Before & After: You must have seen this format.
Gyms, diet plans and hair loss repair clinics practice a crude form of such advertising. Dishwashing liquid/bars also advertise in this format. Fair & Lovely made an assembly line of such ads, though their ads are one level higher on the story bit.
It is quite a general way of selling you something.
“Without our product, your life wasn’t that great, you had such & such problems, and when our product entered your life, it changed, for the better.”
But there has to be a connect in this line.
Which is what the makers of the last two Castrol Activ TVCs seem to have forgotten.
The script of both the ads is similar: An elder is teaching a young one (son/brother) to ride a bike. The drill is simple: clutch, accelerator, brake! Why brake? Because in city traffic, you need to brake more often than accelerate. Enter the helpful mechanic, who tells him that he’s right, but braking too often leads to extra pressure on the engine, which is harmful. Which is why you need Castrol’s new Activ engine oil. Problem solved. And the after scene shows a happy father asking the son if he’d only keep braking or ride the bike after all, or the younger brother just riding off without waiting for his elder brother to get on the bike, to which an elated big brother says “Munna rider ban gaya!”.
What is the issue with this, you ask?
Well, let’s analyse.
The ad has 3 parts – problem, intervention, solution (before, product, after – familiar?). The problem was two-fold – the young rider is not happy with the pillion who is not letting him ride and is asking him to brake too often (to simulate city traffic), and the elder pillion is not happy because city traffic is a b*tch.
The intervention is an engine oil, which reduces the strain on the engine which it faces in city traffic.

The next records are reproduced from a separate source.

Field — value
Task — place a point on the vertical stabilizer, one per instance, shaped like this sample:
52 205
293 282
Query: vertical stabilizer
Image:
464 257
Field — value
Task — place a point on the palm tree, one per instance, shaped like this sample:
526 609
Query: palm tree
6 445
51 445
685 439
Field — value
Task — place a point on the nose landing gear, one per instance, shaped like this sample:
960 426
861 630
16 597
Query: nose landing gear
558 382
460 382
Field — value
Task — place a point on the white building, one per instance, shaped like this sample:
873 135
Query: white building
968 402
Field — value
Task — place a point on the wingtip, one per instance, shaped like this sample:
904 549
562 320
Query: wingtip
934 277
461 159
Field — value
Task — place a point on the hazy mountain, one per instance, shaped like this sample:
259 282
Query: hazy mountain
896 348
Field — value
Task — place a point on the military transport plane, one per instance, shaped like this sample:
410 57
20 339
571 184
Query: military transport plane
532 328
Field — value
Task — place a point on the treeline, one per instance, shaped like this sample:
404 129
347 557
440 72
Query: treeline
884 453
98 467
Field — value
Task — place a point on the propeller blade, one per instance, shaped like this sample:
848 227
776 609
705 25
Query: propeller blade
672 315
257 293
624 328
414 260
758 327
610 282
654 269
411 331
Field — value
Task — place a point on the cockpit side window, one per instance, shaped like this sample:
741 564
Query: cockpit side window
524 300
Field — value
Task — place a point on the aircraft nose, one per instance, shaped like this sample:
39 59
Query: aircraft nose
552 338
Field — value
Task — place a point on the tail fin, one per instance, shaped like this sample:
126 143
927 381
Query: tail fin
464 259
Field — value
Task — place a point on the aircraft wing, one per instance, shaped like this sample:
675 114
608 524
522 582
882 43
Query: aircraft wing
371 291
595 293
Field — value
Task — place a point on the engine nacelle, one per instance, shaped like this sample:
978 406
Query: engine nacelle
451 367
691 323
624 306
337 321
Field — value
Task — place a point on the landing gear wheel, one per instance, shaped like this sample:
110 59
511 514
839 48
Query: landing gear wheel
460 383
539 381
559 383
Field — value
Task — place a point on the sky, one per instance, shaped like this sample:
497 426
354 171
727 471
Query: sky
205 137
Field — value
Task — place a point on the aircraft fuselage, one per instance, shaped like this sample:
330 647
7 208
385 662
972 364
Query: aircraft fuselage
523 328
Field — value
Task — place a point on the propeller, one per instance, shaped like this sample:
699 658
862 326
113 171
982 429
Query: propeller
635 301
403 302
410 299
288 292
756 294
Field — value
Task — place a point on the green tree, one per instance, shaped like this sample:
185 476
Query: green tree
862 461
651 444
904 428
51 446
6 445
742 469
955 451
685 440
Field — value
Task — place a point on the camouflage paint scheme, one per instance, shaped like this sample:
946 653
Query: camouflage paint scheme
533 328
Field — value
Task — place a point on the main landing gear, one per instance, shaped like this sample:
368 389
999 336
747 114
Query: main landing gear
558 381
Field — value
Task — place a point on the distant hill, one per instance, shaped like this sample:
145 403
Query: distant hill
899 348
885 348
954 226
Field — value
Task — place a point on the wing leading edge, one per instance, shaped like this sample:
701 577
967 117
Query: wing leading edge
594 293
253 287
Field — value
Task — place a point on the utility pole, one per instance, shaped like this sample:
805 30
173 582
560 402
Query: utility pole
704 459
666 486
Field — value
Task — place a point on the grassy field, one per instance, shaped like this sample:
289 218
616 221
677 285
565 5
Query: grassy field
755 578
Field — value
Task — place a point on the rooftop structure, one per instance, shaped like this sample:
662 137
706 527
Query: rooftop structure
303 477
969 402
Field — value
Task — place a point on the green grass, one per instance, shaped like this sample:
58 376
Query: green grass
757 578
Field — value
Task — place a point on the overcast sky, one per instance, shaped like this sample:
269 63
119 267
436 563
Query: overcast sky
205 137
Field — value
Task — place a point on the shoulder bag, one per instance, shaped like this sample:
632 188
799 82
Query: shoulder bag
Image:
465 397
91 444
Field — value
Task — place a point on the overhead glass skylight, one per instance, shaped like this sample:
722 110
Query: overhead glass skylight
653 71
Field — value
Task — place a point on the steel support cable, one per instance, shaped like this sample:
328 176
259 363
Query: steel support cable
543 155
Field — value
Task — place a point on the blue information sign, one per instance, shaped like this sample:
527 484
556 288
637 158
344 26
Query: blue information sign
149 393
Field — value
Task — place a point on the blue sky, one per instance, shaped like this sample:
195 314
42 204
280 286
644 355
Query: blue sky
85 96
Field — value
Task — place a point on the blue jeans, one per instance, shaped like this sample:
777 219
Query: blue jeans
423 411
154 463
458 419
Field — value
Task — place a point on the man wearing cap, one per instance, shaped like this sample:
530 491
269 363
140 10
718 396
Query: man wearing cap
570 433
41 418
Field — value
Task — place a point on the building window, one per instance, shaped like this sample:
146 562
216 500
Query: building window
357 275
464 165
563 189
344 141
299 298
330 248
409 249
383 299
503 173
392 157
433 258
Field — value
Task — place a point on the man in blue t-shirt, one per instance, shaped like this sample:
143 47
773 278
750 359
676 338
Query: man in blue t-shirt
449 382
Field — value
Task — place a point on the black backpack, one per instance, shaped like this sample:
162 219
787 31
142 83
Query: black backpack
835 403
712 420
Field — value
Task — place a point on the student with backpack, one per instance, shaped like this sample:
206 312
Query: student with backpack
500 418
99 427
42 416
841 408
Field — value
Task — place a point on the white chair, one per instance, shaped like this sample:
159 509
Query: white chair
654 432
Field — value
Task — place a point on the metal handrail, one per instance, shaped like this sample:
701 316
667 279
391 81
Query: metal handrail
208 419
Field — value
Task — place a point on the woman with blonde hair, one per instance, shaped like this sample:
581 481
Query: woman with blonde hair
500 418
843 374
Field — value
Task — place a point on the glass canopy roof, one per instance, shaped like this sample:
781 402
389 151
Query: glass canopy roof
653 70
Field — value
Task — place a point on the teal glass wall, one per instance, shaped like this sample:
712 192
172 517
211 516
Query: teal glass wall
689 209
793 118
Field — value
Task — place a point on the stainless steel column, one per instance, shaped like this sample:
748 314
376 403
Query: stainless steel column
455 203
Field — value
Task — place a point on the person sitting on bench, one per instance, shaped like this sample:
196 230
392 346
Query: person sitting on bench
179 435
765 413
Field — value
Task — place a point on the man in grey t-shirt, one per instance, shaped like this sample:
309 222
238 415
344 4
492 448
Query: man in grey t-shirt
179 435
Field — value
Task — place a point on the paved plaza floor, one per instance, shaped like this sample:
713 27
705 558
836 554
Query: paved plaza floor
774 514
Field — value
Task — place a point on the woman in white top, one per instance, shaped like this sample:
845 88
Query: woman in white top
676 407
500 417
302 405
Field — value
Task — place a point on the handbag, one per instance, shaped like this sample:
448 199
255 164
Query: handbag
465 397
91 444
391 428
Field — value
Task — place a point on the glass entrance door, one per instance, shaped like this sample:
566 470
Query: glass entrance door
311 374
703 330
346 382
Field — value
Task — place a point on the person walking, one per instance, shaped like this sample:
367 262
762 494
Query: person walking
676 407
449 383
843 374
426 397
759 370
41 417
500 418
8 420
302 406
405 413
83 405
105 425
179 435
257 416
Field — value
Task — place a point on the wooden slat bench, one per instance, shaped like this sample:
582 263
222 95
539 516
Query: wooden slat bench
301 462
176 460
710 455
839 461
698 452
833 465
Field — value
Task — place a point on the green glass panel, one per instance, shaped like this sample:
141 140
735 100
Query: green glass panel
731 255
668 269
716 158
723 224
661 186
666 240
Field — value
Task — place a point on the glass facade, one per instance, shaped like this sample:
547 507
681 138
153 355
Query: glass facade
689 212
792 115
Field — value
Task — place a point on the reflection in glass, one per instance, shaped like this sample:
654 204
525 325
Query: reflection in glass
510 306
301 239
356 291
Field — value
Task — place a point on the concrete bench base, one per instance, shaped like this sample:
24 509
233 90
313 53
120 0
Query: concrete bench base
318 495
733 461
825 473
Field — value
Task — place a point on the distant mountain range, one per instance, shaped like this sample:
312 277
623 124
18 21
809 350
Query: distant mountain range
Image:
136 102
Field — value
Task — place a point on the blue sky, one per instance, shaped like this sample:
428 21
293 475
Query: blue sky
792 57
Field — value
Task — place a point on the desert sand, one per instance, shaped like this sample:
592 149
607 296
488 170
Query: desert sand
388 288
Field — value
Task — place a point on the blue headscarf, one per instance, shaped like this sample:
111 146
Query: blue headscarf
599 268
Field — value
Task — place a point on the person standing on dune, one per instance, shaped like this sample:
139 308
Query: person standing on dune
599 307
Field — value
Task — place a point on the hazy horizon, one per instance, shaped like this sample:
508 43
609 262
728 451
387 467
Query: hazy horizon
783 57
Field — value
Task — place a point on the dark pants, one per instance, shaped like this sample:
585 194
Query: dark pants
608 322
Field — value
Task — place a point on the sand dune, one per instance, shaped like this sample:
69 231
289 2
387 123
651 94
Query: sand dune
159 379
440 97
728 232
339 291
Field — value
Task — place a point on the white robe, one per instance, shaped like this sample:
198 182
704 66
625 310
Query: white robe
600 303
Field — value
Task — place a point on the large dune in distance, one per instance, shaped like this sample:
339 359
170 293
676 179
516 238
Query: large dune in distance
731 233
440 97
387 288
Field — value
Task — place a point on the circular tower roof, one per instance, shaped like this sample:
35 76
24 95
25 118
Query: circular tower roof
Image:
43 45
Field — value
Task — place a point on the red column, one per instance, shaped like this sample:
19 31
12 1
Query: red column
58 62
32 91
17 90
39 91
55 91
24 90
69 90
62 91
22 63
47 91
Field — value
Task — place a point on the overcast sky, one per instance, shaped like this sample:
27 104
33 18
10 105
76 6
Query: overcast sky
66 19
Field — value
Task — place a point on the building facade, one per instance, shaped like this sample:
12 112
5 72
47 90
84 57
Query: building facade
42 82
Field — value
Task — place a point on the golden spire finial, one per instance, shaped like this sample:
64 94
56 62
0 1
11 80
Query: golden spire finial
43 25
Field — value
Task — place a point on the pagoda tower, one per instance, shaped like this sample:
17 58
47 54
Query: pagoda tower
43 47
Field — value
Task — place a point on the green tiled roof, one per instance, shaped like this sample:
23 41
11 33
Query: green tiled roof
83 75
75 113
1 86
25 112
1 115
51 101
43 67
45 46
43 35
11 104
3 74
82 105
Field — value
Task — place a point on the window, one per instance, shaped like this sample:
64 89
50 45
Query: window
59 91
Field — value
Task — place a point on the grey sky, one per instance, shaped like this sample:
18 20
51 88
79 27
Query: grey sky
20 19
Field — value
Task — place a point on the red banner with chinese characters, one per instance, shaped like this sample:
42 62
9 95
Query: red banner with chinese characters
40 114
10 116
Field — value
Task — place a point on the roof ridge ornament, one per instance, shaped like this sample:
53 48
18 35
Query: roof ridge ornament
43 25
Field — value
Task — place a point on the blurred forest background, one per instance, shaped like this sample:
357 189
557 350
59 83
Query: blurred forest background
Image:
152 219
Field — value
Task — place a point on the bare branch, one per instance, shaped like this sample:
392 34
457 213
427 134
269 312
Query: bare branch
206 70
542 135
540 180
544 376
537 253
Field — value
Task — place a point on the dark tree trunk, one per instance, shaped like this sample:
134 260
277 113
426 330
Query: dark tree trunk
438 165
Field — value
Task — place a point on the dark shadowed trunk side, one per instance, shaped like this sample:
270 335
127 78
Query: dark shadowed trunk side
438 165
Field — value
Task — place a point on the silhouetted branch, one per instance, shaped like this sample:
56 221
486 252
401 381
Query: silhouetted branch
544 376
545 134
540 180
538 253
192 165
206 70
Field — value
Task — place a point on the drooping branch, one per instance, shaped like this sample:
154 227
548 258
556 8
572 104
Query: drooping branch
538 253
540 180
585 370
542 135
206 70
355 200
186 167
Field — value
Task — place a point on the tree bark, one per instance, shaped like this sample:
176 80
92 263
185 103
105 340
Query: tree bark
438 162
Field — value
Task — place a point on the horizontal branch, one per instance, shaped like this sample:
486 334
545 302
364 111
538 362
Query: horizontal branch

The after (solution?) is a happy father, who is not asking his son to brake anymore, or a happy elder brother who is happy that his younger brother is riding well now.
Did you notice the disconnect?
The problem that the mechanic mentioned was not on the minds of our protagonists until he came in the picture. He solved a problem they were least concerned with. In fact, he does not address their problems at all – city traffic still remains a b*tch, and thus elder person should still be concerned with it. What does his intervention do? It assures you that your engine will be OK even if you braked like mad in city traffic.
And somehow, this intervention manages to make both the protagonists happy. The elder one is not at all worried about the b*tch like city traffic anymore, even though common sense says that now that he knows the bike’s engine can take the strain of repeated braking and traffic has not at all improved, he shouldn’t be worrying about the engine’s health and should be pushing the rider to keep braking more and more. But he doesn’t.